老师的声音里说不尽的害怕,沃尔夫知道那种感觉,伊瓦尔有着坚韧而又可怕的眼神,做出什么沃尔夫都不会稀奇:“那些诺德人和库吉特人打在了一起,很明显,伊瓦尔同学是您的那些诺德孩子的首领。他们的人数差不多,也一样的能打,差点把走廊拆了,最后好不容易调动了所有的守门人才把他们分开。但第二天晚上,人们发现那个库吉特孩子被扒了衣服绑在草地上,屁……股……咳咳咳,是的,就是您想的那样,挂着一条羊尾巴,身上挂着牌子‘哔—羊的’!”
沃尔夫忍不住哈哈大笑起来,笑得声音之大,以至于那些诺德孩子都探过头来,那个地中海老师气得浑身发抖,恨不得把自己的牙都咬碎了吐在这个该死的野蛮人脸上,但考虑到这位诺德人虽然矮但却未必杀人就眨眼,还是尽可能地忍耐住了自己的脾气:“我希望你能严肃地对待这件事情,虽然现在事情已经平息,我们让双方都在礼堂做了当众忏悔,但我们真的不希望有下一次。”

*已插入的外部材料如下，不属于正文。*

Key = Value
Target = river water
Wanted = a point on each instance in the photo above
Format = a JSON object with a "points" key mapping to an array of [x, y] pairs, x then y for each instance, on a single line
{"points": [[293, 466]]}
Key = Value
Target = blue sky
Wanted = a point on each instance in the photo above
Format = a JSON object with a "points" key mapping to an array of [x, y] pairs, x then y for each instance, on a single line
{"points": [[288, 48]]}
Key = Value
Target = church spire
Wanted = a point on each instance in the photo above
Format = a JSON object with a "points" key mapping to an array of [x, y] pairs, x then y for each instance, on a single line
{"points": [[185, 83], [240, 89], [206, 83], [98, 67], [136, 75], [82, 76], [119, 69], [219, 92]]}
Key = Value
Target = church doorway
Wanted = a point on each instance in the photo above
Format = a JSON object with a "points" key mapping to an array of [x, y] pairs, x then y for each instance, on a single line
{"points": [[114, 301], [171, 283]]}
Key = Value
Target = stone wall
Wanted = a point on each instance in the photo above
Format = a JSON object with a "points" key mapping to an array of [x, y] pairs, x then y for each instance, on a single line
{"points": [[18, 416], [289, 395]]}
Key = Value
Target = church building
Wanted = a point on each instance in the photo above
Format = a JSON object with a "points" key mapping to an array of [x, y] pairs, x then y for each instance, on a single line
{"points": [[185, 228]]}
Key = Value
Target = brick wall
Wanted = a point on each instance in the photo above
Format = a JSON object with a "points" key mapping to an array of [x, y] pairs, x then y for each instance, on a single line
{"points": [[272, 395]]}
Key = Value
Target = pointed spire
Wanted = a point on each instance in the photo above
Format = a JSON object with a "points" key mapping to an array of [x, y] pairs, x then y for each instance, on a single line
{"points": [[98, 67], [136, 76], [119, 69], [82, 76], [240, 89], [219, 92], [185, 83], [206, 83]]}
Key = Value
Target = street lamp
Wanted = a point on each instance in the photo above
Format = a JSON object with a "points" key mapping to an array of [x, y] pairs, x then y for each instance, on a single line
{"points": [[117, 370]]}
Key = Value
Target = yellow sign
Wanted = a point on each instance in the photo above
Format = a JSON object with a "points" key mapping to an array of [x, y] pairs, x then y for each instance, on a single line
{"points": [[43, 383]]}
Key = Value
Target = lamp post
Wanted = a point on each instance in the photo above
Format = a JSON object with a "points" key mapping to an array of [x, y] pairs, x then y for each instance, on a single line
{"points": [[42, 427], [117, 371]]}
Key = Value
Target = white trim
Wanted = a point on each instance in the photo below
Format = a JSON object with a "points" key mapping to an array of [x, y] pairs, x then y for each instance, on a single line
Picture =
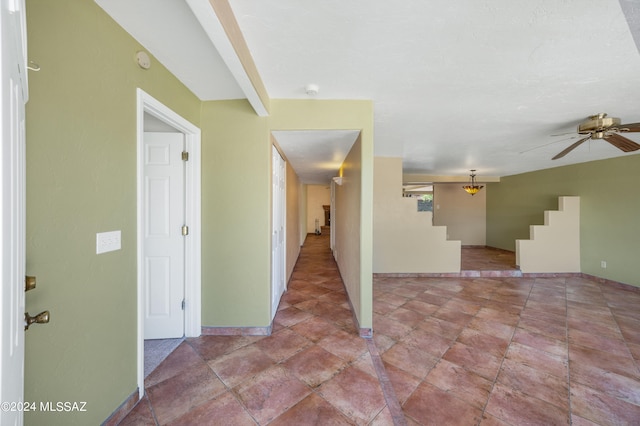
{"points": [[193, 310]]}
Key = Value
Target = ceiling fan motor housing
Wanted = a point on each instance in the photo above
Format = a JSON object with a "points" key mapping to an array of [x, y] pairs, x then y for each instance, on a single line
{"points": [[596, 125]]}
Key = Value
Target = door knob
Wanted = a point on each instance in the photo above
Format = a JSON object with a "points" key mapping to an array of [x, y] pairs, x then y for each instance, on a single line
{"points": [[29, 283], [41, 318]]}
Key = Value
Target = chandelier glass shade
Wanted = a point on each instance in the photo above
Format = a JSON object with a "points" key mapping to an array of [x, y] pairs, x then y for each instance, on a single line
{"points": [[473, 187]]}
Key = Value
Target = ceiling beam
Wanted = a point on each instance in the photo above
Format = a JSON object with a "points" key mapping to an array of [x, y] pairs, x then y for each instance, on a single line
{"points": [[220, 25]]}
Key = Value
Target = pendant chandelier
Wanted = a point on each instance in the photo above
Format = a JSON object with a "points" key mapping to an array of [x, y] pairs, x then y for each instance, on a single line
{"points": [[473, 187]]}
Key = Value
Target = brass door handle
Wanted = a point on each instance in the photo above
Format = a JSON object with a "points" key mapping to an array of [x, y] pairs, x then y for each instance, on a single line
{"points": [[29, 283], [41, 318]]}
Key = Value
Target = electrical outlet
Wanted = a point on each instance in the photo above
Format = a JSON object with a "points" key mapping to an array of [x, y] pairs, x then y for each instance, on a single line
{"points": [[107, 241]]}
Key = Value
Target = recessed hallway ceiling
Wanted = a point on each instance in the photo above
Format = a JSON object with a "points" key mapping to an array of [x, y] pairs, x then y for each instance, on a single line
{"points": [[480, 84]]}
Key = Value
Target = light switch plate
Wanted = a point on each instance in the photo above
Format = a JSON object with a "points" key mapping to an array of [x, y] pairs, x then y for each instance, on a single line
{"points": [[108, 241]]}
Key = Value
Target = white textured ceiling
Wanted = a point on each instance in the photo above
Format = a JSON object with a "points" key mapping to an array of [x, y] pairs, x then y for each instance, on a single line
{"points": [[470, 84]]}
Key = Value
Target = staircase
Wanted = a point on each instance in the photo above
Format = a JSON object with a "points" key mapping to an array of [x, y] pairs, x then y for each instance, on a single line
{"points": [[555, 246]]}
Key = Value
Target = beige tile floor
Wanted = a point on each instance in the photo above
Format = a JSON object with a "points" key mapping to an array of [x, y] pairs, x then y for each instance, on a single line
{"points": [[448, 351]]}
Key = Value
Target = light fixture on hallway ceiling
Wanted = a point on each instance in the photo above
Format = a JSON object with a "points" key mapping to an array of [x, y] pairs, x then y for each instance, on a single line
{"points": [[473, 187]]}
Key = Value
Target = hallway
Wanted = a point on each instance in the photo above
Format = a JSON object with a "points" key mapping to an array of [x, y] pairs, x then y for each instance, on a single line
{"points": [[448, 351]]}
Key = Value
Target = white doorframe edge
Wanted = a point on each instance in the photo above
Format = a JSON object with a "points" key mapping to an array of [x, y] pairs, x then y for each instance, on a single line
{"points": [[193, 308]]}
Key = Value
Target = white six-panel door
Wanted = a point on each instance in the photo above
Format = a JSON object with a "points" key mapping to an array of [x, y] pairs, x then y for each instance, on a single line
{"points": [[13, 96], [164, 246]]}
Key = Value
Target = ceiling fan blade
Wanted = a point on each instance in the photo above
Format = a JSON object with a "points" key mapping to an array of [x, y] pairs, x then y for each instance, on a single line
{"points": [[631, 127], [571, 147], [621, 142]]}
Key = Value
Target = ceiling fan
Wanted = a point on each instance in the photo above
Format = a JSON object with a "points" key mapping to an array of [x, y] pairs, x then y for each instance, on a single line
{"points": [[608, 128]]}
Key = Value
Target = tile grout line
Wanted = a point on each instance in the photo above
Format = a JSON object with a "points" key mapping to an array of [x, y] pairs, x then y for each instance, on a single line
{"points": [[390, 397]]}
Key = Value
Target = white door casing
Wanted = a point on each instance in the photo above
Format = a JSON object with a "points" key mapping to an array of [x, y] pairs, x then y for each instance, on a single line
{"points": [[13, 96], [146, 104], [278, 258], [164, 217]]}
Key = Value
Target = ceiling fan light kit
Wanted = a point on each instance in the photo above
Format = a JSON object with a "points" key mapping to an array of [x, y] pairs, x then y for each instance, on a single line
{"points": [[473, 186], [600, 126]]}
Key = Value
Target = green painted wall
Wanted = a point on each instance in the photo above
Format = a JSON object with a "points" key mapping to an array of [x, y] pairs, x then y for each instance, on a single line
{"points": [[236, 219], [81, 179], [609, 206]]}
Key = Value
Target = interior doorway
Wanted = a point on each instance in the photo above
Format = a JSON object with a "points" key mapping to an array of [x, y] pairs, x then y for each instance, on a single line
{"points": [[153, 116]]}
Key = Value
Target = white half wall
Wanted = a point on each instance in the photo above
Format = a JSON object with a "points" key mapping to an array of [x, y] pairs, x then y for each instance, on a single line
{"points": [[405, 240]]}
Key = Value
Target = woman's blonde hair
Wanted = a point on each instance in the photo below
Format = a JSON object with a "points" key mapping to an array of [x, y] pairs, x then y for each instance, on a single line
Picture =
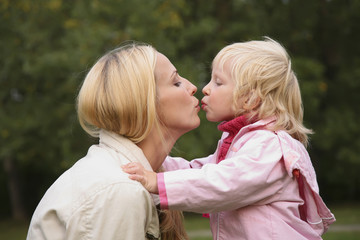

沃尔夫点了点头,虽然还是想笑,然而考虑到面前这个人还是那些孩子的老师,决定给他留点面子,用力压抑住自己的快乐,尽量只用侧着的另外半张脸笑。那些库吉特孩子也放了学,看见一个面孔陌生的诺德人,警觉地交头接耳起来。但似乎这位装扮朴素的雅尔并不在乎,就像是大树不在乎蒜苗在土地里摇曳那样,目前诺德人和库吉特人的关系大概就是划船的碰不到放羊的,沃尔夫不希望惹什么矛盾却也不在乎冲突与争执。
“好的,我会去谈的。”沃尔夫礼貌地点点头,那个地中海老师终于满意地放下了手,雅尔被抓得痛楚不堪的双臂终于得到了解放,他像是一只飞鸟一样跑到了青年学院的食堂,并和所有孩子一样打了一碗炖菜汤和几块咸肉。
年轻的雅尔询问他们每一个人的成绩和未来想学些什么,不少孩子都表示对大陆文化的好奇,还有一些则表现得很轻蔑,觉得罗多克的文化让他们的子民像是泥巴做的一样柔弱不堪。相比较自己只会喝酒打仗的老爹,诺德少年们都很喜欢和沃尔夫交谈,‘沃尔夫老师’也渐渐成为了他们共同的称呼,而伊瓦尔却在席上一言不发。
“伊瓦尔,你打算学些什么啊?”沃尔夫向自己领主的孩子发起询问,受了拉格纳侯爵的那么多照顾,说不偏心是不可能的,就算是洪水即将吞没亚伦,看在洛德布罗克姓氏的面子上,沃尔夫也会把这个小瘸子扔到船上再离开“战争学吗?”
“不,我想学卡拉德历史学。”伊瓦尔皱着眉头“我们对敌人了解得太少,如果我们想要彻底击败他们,就要直到如何从根部开始动手。”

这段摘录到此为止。